J Autoimmun 2003 Nov;21(3):185-94
Laboratory of Immunology, Section of Immunoregulation, National Institutes of Health, 10 Center Drive, 10/10N222, Bethesda, MD 20892-1857, USA
Experimental autoimmune uveitis (EAU) and pinealitis (EAP) can be induced in susceptible mice by immunization with immunologically privileged retinal antigens. In the present study, we analyzed the immunologic and immunopathologic responses of mice deficient in the retinal autoantigen interphotoreceptor retinoid-binding protein (IRBP). The consequences of IRBP deficiency on the T-cell repertoire were also investigated. IRBP+/+, IRBP+/- and IRBP-/- mice on the C57BL/6 background were immunized with IRBP or with a pathogenic epitope, IRBP(1-20) peptide in adjuvant, and were evaluated for disease severity and immunological responses. C57BL/6 IRBP-/- mice were completely resistant to EAU and EAP, and had enhanced immunological responses to IRBP and to its pathogenic peptide 1-20, as compared to their IRBP+/+ counterparts. IRBP-/- mice exhibited an altered IRBP epitope recognition. T cell epitope mapping revealed a response to IRBP peptide 271-290 in IRBP-/- mice, that was absent in the wild type. Primed T cells of IRBP-/- mice transferred an exacerbated form of EAU to nai;ve wild type recipients.
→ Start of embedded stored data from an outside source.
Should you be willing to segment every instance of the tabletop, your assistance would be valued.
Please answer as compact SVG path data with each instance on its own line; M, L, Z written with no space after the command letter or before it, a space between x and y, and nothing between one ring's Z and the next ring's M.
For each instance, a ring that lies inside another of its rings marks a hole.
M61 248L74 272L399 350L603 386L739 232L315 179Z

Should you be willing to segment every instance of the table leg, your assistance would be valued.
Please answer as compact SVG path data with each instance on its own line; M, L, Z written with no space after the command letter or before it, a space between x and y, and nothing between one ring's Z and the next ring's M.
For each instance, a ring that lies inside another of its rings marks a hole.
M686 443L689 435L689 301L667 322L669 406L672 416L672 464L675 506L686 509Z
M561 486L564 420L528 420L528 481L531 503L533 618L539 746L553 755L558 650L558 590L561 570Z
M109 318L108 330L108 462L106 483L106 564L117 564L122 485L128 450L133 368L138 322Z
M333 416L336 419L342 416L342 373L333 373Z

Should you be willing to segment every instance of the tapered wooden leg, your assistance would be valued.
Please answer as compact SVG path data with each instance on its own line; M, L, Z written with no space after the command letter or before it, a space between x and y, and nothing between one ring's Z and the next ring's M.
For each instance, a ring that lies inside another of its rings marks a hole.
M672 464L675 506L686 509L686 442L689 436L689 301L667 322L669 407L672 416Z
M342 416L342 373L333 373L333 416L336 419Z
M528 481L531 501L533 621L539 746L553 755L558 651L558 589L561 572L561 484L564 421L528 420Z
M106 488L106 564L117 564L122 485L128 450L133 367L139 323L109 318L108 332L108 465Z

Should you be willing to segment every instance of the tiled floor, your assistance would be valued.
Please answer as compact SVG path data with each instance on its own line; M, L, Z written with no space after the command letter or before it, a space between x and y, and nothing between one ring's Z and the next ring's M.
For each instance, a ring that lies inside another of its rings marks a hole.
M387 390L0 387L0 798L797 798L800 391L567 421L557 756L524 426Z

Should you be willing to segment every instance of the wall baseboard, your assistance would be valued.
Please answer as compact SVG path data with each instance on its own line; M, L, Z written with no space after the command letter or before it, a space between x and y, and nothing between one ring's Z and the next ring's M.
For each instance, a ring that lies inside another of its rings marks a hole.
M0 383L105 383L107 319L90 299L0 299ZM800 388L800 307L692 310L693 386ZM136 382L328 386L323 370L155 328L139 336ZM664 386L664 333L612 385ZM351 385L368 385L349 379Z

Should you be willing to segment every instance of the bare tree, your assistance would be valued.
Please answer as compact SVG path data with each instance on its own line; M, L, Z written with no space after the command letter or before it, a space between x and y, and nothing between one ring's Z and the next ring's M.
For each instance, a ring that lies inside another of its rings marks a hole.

A gene-dose effect was evident in that C57BL/6 IRBP+/- mice, exhibited intermediate immunological responses and lower disease scores compared to wild type. We conclude that expression of IRBP in target tissues is a necessary prerequisite for disease induction, excluding other retinoid-binding or vision-related proteins as surrogate targets. Furthermore, endogenous expression of IRBP is directly responsible for lowering the threshold of susceptibility to uveitic disease.